Director: Anton Corbijn
Writers: Andrew Bovell (screenplay), John le Carré (novel)
Stars: Philip Seymour Hoffman, Grigoriy Dobrygin, Rachel McAdams, Daniel Brühl, Willem Dafoe, Robin Wright
Running Time: 122 mins.
Philip Seymour Hoffman brilliantly plays Günther Bachmann an exasperated and subdued German counter intelligence agent in this spy thriller that relies on slow and thoughtful methodology rather than flashy stunts. It’s an intelligent drama of intrigue and politics.

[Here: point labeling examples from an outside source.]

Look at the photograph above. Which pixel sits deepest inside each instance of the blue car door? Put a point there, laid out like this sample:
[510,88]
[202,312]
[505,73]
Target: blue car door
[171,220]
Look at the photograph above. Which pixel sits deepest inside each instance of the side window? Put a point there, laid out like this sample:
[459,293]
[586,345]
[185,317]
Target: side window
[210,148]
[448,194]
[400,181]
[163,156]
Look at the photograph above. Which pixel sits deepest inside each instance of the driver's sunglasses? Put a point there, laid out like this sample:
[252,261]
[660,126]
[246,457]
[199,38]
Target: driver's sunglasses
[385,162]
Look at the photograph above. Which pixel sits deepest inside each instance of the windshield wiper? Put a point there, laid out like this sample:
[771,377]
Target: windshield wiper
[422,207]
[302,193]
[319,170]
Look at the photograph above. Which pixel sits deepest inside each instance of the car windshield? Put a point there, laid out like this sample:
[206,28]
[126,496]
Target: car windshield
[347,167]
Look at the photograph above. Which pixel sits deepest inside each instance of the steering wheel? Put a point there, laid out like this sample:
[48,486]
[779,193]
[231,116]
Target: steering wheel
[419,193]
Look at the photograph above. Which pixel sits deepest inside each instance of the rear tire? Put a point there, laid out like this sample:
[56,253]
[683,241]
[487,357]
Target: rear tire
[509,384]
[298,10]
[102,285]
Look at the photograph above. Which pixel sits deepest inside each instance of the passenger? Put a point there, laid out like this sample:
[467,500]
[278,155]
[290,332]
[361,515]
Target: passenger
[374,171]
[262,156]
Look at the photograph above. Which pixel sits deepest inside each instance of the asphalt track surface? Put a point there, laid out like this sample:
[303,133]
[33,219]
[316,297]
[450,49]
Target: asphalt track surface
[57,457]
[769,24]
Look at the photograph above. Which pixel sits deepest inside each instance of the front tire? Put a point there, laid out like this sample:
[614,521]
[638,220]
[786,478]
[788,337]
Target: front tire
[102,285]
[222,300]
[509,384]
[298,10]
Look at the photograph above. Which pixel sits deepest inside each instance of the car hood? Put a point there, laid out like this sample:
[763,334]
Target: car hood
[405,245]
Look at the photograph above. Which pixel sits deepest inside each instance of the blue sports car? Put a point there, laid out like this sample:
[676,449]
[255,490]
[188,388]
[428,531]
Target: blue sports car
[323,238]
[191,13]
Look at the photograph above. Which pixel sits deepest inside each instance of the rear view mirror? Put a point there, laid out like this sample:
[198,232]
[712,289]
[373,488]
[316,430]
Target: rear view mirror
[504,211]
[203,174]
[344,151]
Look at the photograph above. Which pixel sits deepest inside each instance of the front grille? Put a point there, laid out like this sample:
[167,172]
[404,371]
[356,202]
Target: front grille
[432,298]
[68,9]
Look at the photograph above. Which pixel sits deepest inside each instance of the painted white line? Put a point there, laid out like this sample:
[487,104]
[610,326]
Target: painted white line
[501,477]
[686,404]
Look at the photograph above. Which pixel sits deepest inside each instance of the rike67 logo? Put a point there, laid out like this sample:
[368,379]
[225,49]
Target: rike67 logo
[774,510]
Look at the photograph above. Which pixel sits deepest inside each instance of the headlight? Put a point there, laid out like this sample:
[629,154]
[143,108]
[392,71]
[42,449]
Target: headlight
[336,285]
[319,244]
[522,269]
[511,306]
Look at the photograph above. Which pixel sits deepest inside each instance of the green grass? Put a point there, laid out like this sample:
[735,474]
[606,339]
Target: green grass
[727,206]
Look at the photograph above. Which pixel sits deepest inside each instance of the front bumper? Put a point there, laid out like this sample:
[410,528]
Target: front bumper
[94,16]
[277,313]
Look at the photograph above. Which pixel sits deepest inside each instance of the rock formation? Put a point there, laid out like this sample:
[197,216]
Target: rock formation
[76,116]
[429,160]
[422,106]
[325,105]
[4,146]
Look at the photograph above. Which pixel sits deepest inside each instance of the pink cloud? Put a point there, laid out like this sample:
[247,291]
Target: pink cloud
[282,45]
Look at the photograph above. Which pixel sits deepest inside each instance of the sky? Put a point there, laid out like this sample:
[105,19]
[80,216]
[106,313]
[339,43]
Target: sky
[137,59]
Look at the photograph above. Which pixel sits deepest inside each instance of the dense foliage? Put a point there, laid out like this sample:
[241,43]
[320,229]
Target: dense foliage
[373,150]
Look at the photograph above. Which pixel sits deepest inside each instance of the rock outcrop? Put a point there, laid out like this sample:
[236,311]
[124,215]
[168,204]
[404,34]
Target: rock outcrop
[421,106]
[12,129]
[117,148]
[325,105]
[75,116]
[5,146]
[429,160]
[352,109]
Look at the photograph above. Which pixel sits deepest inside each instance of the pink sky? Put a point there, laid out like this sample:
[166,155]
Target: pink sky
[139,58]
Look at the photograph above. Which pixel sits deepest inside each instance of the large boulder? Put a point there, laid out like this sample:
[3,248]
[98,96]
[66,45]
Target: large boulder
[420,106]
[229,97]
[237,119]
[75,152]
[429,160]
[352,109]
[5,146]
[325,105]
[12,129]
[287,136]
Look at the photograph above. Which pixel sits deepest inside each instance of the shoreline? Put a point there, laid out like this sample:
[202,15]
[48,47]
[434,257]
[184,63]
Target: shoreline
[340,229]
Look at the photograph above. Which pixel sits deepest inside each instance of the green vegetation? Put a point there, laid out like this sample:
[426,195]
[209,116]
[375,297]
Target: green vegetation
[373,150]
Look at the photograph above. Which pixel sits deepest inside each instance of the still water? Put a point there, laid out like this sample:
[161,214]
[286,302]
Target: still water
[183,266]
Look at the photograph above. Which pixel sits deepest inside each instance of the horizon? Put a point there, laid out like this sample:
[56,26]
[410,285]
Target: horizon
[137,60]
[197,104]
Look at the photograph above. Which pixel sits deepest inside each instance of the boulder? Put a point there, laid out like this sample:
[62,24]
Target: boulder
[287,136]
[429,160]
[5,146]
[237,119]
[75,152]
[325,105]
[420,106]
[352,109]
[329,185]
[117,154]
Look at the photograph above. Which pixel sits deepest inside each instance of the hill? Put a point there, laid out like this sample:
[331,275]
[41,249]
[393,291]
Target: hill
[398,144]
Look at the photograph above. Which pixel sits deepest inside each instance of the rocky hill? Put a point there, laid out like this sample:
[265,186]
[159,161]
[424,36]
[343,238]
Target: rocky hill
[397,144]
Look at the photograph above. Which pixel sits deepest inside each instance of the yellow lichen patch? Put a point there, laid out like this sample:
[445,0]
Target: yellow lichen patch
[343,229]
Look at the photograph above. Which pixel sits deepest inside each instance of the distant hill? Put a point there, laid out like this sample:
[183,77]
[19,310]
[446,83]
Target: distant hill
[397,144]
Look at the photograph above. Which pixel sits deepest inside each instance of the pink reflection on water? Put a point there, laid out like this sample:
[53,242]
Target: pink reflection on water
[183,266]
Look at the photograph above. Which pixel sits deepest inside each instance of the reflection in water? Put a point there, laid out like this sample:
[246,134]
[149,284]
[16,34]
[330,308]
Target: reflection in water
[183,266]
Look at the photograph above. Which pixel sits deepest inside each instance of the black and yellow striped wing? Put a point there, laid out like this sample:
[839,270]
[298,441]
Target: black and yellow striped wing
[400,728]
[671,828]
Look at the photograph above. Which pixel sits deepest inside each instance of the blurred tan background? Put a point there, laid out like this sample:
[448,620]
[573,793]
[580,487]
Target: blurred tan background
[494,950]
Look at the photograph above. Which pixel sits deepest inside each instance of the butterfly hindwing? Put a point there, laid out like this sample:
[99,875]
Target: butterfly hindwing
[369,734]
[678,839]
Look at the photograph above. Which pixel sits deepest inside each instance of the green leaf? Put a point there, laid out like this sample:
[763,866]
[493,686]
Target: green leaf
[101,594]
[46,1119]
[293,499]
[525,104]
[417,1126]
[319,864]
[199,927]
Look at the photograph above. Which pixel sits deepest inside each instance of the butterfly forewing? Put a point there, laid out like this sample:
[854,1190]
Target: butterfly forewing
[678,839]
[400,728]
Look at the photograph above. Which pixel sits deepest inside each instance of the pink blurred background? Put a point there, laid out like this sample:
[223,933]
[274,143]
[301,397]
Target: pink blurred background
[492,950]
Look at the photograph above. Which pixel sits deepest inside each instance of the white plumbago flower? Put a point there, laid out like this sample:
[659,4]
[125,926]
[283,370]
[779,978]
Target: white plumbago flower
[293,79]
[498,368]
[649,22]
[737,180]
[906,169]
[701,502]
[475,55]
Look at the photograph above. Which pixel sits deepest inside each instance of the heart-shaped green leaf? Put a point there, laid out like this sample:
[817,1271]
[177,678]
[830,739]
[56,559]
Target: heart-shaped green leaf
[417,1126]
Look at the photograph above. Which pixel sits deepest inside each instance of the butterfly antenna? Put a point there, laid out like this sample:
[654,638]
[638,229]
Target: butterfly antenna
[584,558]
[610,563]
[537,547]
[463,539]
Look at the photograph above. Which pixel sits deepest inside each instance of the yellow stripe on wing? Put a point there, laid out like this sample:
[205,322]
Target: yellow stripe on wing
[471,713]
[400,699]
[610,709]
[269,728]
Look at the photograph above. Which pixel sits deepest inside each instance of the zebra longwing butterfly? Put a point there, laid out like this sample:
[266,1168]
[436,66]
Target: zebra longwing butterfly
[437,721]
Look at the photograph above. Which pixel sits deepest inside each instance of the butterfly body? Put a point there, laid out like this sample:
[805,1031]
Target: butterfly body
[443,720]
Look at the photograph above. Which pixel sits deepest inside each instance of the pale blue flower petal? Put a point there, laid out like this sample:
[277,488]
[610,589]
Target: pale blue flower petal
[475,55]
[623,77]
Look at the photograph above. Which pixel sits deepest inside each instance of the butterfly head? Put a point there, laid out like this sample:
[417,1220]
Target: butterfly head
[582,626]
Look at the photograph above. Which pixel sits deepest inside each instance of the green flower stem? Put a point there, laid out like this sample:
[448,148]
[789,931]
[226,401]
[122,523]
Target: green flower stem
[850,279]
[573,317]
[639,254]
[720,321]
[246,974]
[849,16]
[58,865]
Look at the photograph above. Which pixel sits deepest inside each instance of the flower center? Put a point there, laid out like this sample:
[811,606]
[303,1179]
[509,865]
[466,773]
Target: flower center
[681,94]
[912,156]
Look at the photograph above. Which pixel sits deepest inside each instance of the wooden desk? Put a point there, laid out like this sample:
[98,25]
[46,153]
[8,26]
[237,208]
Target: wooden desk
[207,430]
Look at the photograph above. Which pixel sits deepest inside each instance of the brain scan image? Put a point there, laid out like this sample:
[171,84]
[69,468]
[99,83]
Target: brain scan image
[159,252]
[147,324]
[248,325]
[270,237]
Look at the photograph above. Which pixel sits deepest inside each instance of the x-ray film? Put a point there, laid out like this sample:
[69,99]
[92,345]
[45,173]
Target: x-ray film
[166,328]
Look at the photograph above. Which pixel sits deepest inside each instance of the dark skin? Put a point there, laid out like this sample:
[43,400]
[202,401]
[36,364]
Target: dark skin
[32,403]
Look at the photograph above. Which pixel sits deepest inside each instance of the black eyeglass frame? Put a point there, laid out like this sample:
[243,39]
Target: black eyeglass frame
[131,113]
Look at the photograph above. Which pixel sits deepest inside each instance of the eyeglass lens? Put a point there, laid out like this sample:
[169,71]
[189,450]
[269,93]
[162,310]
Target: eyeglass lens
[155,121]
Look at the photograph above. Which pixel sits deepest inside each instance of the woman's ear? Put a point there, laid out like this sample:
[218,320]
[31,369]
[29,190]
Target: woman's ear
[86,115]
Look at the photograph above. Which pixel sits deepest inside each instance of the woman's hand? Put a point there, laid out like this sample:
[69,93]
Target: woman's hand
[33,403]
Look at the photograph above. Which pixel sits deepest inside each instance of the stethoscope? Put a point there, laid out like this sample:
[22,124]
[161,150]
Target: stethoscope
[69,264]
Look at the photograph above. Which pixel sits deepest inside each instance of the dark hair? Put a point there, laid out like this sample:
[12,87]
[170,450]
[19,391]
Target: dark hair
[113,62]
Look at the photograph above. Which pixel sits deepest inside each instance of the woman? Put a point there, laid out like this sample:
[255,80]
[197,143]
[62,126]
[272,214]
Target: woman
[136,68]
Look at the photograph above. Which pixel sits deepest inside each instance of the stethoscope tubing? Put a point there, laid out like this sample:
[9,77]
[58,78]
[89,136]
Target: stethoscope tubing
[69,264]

Bachmann has been tracking money going from Hamburg to Islamic terrorists and when a half-Chechen, half-Russian immigrant (Grigoriy Dobrygin as Issa Karpov) turns up laying claim to his father’s ill gotten fortune, both German and US security agencies collaborate to establish the man’s intent. Is he the torture victim he claims to be or an Islamic extremist with a big bank account up to no good?
Only Bachmann seems to be willing to discern the truth and think through the plans to apprehend him while the German police and CIA agent Martha Sullivan (Robin Wright) want to pounce and blow the lid off Bachmann’s investigation, something they’ve done in the past. Bachmann treads lightly and works diligently to use Issa’s identity and new found wealth to find the real source of the money transfer to the terrorists.
Lotta says Hoffman’s got inside Bachmann’s skin so completely, it’s a pleasure to watch this man perform. Willem Dafoe plays the German banker who Bachmann recruits in his investigation while Rachel McAdams is an immigration attorney protecting Issa from authorities. Each and everyone of them gets used through the machinations of politics and stupidity. Good plot, well executed.